Dea Loher
Were I a pump attendant

Dea Loher
Dea Loher | © Alexander Paul Englert

Dea Loher is one of the most performed playwrights in the German language. Her theatre texts are about the neglected, the marginalized, the injured birds of paradise and all the enormities that can lie dormant in everyday life.

Looking at the lives of the lost of this world is Dea Lohers theme since she completed her study of German philology and philosophy at the University of Munich and then enrolled as one of the first in the programme for dramatic writing at the University of the Arts in Berlin. One of her teachers in Berlin was Heiner Müller. An interim year in Brazil between the two periods of study had after-effects and led to the premiers of two remarkable theatre texts. In Unschuld (i.e. Innocence) (2003) and Das Leben auf der Praca Roosevelt (i.e. Life on the Praca Roosevelt) (2004), she presented people that have nothing to lose and wander through life, like a diabetic in Unschuld, with brittle comedy: “Were I a pump attendant, a cigarette would be enough”, says Mrs Sugar, one of the characters who can quite easily imagine ending her own life.

Companion

Loher’s most important artistic companion has been the director and set designer Andreas Kriegenburg. He has premiered most of her plays and in the last decade of the old millennium had at his disposal in the ensemble of the Hamburg Thalia Theater the best actors one could be wish for. This was also the time when the theatre author Loher could register two further high points in the premiers of Das letzte Feuer (i.e. The Final Fire) (2008) and Diebe (i.e. Thieves) (2010) and finally entered the circle of the most performed contemporary German writers. Kriegenburg has remained her preferred director, but the team of the Thalia Theater has now moved to the Deutsche Theater in Berlin.
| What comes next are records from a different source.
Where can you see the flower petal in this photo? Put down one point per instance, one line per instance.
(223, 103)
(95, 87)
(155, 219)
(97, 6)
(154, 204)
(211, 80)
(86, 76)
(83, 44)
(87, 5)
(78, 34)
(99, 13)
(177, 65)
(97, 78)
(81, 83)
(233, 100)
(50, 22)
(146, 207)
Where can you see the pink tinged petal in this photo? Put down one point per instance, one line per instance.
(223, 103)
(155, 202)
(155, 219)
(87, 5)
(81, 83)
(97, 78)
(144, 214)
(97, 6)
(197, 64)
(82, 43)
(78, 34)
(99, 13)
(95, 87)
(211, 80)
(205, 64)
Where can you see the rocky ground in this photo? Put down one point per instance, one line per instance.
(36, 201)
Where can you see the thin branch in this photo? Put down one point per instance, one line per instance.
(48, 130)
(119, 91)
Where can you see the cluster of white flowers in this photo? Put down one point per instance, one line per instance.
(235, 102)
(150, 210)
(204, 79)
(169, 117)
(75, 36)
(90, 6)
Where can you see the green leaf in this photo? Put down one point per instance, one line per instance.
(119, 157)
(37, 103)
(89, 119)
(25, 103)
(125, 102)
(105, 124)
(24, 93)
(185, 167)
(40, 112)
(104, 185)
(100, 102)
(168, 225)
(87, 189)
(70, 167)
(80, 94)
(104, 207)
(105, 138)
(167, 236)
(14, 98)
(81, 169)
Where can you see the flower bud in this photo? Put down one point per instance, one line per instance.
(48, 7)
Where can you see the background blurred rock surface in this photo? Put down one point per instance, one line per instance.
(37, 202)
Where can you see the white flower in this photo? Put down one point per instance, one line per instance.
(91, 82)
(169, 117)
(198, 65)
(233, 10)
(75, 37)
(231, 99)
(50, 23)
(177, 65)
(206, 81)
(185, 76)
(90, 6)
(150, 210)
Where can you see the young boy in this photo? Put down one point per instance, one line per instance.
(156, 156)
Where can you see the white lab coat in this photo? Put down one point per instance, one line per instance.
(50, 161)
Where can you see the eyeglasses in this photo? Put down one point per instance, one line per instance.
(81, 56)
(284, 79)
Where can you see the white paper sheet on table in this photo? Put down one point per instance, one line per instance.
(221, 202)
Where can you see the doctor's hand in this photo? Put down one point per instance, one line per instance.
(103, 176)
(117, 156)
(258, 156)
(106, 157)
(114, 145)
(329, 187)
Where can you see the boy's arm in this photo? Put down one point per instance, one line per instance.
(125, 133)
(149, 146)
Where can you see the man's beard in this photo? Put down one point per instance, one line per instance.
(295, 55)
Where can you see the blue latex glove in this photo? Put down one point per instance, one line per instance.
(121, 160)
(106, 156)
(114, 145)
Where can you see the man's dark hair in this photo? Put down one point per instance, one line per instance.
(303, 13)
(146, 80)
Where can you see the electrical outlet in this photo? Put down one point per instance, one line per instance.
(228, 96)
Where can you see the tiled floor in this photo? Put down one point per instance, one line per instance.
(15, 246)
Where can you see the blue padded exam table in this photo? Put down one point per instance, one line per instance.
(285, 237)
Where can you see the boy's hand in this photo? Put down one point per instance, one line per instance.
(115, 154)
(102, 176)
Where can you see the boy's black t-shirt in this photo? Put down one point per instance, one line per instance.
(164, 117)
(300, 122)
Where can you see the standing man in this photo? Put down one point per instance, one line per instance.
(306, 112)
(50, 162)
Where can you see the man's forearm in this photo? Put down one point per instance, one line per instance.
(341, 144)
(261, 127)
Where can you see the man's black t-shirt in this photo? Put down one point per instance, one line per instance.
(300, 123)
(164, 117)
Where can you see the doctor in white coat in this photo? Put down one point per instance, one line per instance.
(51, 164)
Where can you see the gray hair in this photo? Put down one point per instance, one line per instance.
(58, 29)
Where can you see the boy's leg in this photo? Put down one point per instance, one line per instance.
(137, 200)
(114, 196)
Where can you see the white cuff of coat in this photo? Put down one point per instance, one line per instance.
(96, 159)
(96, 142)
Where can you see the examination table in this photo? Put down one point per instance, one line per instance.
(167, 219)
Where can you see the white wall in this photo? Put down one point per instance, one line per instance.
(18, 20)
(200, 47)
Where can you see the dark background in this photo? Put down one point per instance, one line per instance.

Then Loher disappeared from the theatre scene. She was writing a “major work”, and in 2012 she brought out Bugatti taucht auf (i.e. Bugatti Surfaces), her first novel. That she was not disinclined to the epic genre was already evident in 2005 with her novella Hundskopf (i.e. Dog’s Head). Now in Jordi, the hero of the novel, she presented a man who can also be found in her plays. After a fateful event, he loses his way and wants to change his life. Teenagers have beaten a boy to death; this has so shocked Jordi that he dedicates a “project” to the dead boy. He wants to raise a Bugatti that has been sunken at the bottom of Lake Maggiore for seventy-five years. The reviews of the novel were enthusiastic. We may assume that it will not be Loher’s last.

Fateful

The desire to give new meaning to a life that has come out of kilter occurs repeatedly in her work. This is also true of her first theatre text after the novel. In Am Schwarzen See (i.e. At Black Lake) (2012), two married couples meet again after many years and circle round the question why their children committed joint suicide and why they, the parents, knew so little about them and still know so little today. In charge of the premier was again Kriegenburg, who set the desperate parents in a monumentally dreary loft and underlaid their loneliness with small gestures of uncertainty and the distortions of pain. Loher’s return to the theatre was with a text that is very different from her plays of the previous decade. It presented no vast panorama of characters, but instead focused on four figures of a chamber drama.

Stranded life projects have always been Loher’s subject, and they are still, for Europe is experiencing a profound transformation. The neo-liberal deregulation of the markets has led to continually new market turbulences and intra-European waves of immigration. One has the impression that Loher’s stage characters too are now to be found where work and money will be redistributed. In her latest play, Gaunerstück (i.e. Rascal Play) (2015, premiered at the Deutsches Theater Berlin), Spanish twins stand for the dream of a better life. Deserted by their father when they were young, little more seems to be in the cards for them than a future as unskilled workers. So they enter into a criminal business with a fallen middle-class jeweller. He proposes to them that they rob him and he collect the insurance. Once again Loher’s characters are not necessarily among the winners in the battle for a market share in life.